Names like Ambanis and Mittals making to global rich lists every now and then notwithstanding, India accounts for just about one per cent of the worldwide wealth market size of over $100 trillion.
According to the latest wealth report by global consultancy major Boston Consulting Group, the global wealth market grew to $109.5 trillion in 2007, up 4.9 per cent over the previous year. While noting that the wealth market is growing rapidly in India, the report said that the country accounts for only a small fraction of the global market with a size of $ 1.4 trillion.
BCG has calculated the wealth market size on the basis of Asset Under Management (AUM), which includes cash deposits, money market funds, listed securities held directly or indirectly through managed investments and onshore and offshore assets. It excludes wealth attributed to investors’ own businesses, houses or luxury goods.
As per the study, India’s wealth market, despite being underdeveloped and relatively small, is attractive enough to be competitive.
According to a list of the world’s richest billionaires released by “Forbes” earlier this year, the number of billionaires in India has gone up to 53, from 36 last year. Collectively, the 53 Indian billionaires command a net worth of over $ 340 billion. Besides, there are three resident Indians – Mukesh Ambani, Anil Ambani and K P Singh – among the 10 richest persons in the world, according to “Forbes”.
In another report by Merrill Lynch and Capgemini in June, India was identified as the fastest growing population of millionaires. The number of HNIs (high net worth individuals or those having net assets of at least one million dollar excluding own houses and consumables) in India grew by 22.3 per cent in 2007 to 1,23,000 last year.
BCG report notes that low barriers to entry have resulted in increased competition and a broad range of offerings in Indian wealth market. Most of the wealth in the country is invested in property or gold and is self-managed, it added.
The total wealth stood at $ 25.5 trillion in the Asia-Pacific region with Japan accounting for nearly half the total amount. Nonetheless, India and China clocked the fastest growth in AUM in the region.
“Entrepreneurs represent the region’s most prominent client segment. They tend to have a high appetite for risk and are quite speculative, and they trust cash more than any other type of asset,” the report said.
BCG, however, pointed out that several markets including India are facing acute shortage of Relationship Managers (RMs). “Owing to increased competition, India’s shortage of seasoned RMs is acute.

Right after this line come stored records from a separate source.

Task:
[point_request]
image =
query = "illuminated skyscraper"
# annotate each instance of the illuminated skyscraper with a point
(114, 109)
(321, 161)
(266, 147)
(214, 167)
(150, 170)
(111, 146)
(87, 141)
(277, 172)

This situation has led to high attrition rates, increased compensation and hiring of young, inexperienced RMs,” the report noted.
Globally, North America (comprising the US and Canada) emerged as the wealthiest region, with AUM to the tune of $ 39.2 trillion, followed by Europe with $ 38.3-trillion AUM.
Moreover, in the 2002-2007 period, the share of wealth invested in equities jumped to 40 per cent from 32 per cent, which in turn pushed the potential for higher growth and volatility, the report added.